According to Seb Maley, CEO of IR35 specialist consultancy firm Qdos, the self-employed “have been buried in bad news recently”, with the recent budget exacerbating the issues further.
“The Chancellor speaks about stability and growth, but has abandoned the self-employed, who are critical to ensuring both.”
As part of the UK government’s ‘Growth Plan’ outlined in September’s mini-Budget, the government had planned to reverse the 2017 and 2021 changes to the off-payroll working rules (IR35) to simplify the UK tax system.
But in a surprise economic statement in October, newly appointed chancellor Jeremy Hunt announced a U-turn on the decision.
Backtracking on the repeal means that calls for a review of the IR35 regime are “only going to grow louder”, and Hunt’s first bona fide budget statement was an opportunity to enact this, Maley said.
“At the very least, the government must address the fundamental flaws which continue to plague the IR35 rules and see thousands of contractors forced into zero rights employment.”
Market participants have also lamented Hunt’s decision to slash reliefs on dividend taxes, with allowances set to be cut from £2,000 to £1,000 in 2023, and a further £500 reduction to follow in 2024.
Freelancers operating through their own limited company, who typically take a small salary and receive the rest of their income through dividend payouts, will be directly impacted by this.
According to Matt Fryer, managing director of compliance and services platform Brookson Group, this is a “short-sighted” move which stands to disincentivise the flexible workforce.
“Some may decide to seek permanent employment as a result of this budget, but contracting is not just about the money; it is a flexible lifestyle choice,” he said.
Fryer went on to argue that, due to the inaction of government, it may fall to employers to support the freelancer community.

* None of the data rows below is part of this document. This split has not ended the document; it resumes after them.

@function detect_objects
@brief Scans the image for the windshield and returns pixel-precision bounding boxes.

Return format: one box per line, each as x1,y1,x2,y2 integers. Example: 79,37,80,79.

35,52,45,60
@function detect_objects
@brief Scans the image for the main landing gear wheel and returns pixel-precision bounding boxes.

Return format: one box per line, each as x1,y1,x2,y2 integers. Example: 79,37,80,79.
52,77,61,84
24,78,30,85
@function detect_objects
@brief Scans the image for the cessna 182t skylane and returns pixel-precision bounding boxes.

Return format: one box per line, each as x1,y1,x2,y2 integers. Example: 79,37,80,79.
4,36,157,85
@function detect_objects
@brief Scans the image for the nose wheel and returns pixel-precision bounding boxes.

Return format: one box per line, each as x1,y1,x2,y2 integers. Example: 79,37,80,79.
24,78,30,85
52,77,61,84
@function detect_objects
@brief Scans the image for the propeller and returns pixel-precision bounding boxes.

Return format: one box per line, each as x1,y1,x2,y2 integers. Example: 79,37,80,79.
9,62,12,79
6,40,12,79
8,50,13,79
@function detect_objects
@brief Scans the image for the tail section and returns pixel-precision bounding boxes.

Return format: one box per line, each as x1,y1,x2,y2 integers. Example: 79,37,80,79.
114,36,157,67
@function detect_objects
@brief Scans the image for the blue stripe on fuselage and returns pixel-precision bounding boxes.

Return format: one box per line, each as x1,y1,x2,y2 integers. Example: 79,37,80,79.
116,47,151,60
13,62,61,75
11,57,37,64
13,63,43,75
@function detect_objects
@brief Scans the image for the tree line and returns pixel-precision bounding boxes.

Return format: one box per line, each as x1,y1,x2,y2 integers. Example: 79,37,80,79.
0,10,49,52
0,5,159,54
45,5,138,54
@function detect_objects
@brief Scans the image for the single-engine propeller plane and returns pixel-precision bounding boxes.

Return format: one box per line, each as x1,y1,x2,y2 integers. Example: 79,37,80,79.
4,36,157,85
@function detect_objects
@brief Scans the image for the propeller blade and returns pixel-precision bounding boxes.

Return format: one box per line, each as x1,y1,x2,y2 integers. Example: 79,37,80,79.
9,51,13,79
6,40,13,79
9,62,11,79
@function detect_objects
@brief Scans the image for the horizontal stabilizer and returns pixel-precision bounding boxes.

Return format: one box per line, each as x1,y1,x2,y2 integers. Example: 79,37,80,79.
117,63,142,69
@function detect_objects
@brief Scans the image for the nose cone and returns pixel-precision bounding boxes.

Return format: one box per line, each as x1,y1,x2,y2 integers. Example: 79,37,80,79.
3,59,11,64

“If the government is not going to incentivise the flexible workforce, businesses need to consider what else they can do to continue to make contracting an attractive option,” he said.

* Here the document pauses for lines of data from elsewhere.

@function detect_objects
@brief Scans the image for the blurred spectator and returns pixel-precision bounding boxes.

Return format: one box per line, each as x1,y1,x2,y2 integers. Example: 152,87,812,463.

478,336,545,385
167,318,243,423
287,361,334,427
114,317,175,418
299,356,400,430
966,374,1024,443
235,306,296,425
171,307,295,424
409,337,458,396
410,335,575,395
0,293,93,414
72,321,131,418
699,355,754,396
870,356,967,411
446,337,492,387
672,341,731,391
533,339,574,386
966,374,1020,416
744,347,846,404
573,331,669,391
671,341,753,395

“This might include access to improved services or benefits, in compliance with the off-payroll working rules.”
Similarly, Maley argued that slashing the dividend tax threshold “adds insult to injury”, highlighting the inherent vulnerability of small businesses and contractors.
“The government works on the basis that small businesses have pockets as deep as big businesses and can absorb these freezes and tax hikes. The reality is, many can’t,” he said. “If the Chancellor thinks he’s put the issue of IR35 to bed, he’s mistaken.”
Another measure announced by Hunt, seemingly unrelated to freelancers and the IR35 regime, was the £0.92p increase to the National Living Wage from April 2023.
But according to Julia Kermode, founder of freelancer support platform IWORK, the move “leaves many of those already struggling to make ends meet in an even more perilous position”.
“Many small businesses owned by self-employed people simply can’t afford the minimum wage increase,” she said.
“They often don’t pay themselves any sort of wage and, alongside rising energy bills and inflation, this additional staff cost could mean the end for them.”
Also of concern, according to the Low-Income Taxes Reform Group (LITRG), is that the wage increase will drive some employers to turn to the ‘false self-employment’ of workers.
An individual is deemed an employee if their working practices are significantly controlled by an employer, such as the days and hours they are allowed to work. The individual is then entitled to rights such as a notice period, holiday pay, and redundancy pay.
However, it is thought that some businesses circumvent these laws by registering the individual ‘self-employed’. This is referred to as ‘false self-employment’ and allows the client to avoid paying for benefits and National Insurance contributions.
“Some employers will have already been contending with difficult trading conditions and increasing costs and may struggle to absorb any further large increases at this time,” said Meredith McCammond, technical officer at the LITRG.
“As such, we are concerned we will see more ‘false self-employment’ in coming years, the effects of which can be detrimental and far reaching.”